Em mais uma atuação firme em defesa da sociedade e da advocacia, a Ordem dos Advogados do Brasil – Seccional Rondônia (OAB RO) conquistou decisão liminar da Justiça Federal em Rondônia que determina a imediata interrupção do exercício ilegal da profissão por uma pessoa que se apresentava como “assessora previdenciária”.
A medida foi pleiteada pela própria OAB RO, por meio de sua Procuradoria, e acolhida pelo Poder Judiciário, que reconheceu que atividades de consultoria e assessoria jurídica são atos privativos da advocacia, conforme previsto no artigo 1º do Estatuto da Advocacia.
A decisão representa um marco importante ao reforçar a distinção entre a simples representação administrativa e a atividade de orientação jurídica, que exige formação técnica qualificada e responsabilidade ética, atributos inerentes exclusivamente aos advogados regularmente inscritos.
Com a atuação da OAB RO, a medida também combate uma prática de elevado risco social, que pode expor cidadãos a orientações inadequadas e prejuízos irreparáveis, além de desrespeitar os profissionais que se submetem ao Exame de Ordem e às normas éticas da profissão.
Por determinação judicial, a ré deverá cessar imediatamente qualquer prática de consultoria e assessoria jurídica, bem como suspender toda publicidade relacionada a esses serviços, sob pena de multa de R$ 1.000,00 em caso de descumprimento.
O Procurador-Geral da OAB RO, Raimisson Miranda, destacou a importância da atuação institucional no combate ao exercício ilegal da profissão.
“A advocacia é o escudo da cidadania.
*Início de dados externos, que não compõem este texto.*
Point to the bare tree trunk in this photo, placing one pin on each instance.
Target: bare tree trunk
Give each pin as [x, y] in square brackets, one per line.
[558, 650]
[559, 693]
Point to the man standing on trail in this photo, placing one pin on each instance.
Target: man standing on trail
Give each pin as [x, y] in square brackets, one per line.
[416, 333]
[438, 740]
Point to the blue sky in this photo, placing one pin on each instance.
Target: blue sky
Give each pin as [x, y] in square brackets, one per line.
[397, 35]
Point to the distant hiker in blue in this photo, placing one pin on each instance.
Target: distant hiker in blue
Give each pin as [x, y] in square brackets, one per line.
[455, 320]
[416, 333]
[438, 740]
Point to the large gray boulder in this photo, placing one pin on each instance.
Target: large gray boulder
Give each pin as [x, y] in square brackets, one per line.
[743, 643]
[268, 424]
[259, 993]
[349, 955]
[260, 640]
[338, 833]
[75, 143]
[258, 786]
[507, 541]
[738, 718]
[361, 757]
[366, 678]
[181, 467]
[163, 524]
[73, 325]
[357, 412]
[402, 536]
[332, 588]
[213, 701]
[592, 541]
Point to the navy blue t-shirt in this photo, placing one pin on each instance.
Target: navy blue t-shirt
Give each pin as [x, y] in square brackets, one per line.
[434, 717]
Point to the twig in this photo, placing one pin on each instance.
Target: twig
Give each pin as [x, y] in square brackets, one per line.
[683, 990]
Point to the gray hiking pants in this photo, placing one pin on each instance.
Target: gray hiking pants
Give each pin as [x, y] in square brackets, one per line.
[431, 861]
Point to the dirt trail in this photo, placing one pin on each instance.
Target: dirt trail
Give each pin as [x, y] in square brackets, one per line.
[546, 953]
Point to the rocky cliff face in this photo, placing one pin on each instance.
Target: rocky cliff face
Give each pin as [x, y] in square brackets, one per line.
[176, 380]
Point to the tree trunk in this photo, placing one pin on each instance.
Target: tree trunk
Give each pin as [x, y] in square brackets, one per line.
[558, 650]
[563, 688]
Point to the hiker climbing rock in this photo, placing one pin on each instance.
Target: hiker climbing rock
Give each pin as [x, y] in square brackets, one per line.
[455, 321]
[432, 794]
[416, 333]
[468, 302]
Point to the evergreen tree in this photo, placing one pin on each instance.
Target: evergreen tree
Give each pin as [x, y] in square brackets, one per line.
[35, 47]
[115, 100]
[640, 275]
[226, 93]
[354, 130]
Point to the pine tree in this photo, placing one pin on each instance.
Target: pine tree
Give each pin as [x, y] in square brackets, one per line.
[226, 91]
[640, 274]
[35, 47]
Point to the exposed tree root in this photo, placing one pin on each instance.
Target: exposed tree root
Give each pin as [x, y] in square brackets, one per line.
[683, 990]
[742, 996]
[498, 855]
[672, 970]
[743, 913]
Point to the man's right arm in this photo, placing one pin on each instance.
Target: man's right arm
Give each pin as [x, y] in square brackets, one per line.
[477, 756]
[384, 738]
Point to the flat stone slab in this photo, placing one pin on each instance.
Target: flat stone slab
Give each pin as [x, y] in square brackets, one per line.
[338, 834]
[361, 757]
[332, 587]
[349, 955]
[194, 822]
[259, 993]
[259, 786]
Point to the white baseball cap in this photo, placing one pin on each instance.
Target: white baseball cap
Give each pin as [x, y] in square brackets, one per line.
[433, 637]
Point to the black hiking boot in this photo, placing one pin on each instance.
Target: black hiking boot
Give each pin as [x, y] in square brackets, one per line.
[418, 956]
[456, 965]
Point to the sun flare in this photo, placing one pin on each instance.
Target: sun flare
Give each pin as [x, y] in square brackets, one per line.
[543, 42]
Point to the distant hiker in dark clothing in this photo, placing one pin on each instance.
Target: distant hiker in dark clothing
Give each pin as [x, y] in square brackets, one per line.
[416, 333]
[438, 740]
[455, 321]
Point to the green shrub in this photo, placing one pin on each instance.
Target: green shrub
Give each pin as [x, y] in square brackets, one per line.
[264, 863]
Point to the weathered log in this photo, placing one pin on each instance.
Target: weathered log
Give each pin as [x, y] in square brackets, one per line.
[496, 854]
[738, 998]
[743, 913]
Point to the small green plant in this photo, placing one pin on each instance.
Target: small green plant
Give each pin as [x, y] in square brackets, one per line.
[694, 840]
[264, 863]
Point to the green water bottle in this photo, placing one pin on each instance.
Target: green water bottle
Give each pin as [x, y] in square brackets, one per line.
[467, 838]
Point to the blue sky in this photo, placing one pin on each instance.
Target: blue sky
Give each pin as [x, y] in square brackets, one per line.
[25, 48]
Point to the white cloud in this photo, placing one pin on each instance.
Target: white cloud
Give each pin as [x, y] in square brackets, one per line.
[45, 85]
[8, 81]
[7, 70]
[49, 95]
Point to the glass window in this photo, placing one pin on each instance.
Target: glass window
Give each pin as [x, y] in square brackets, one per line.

A atuação da OAB é essencial para impedir o exercício ilegal da profissão e garantir que a sociedade receba orientação jurídica com segurança técnica e responsabilidade ética.”
O presidente da Seccional, Márcio Nogueira, reforçou o compromisso permanente da instituição com a defesa da advocacia e da sociedade.
“A OAB Rondônia atua de forma contínua e vigilante. A defesa da advocacia e da sociedade é prioridade permanente, e seguiremos firmes para assegurar que apenas profissionais legalmente habilitados exerçam atividades jurídicas.”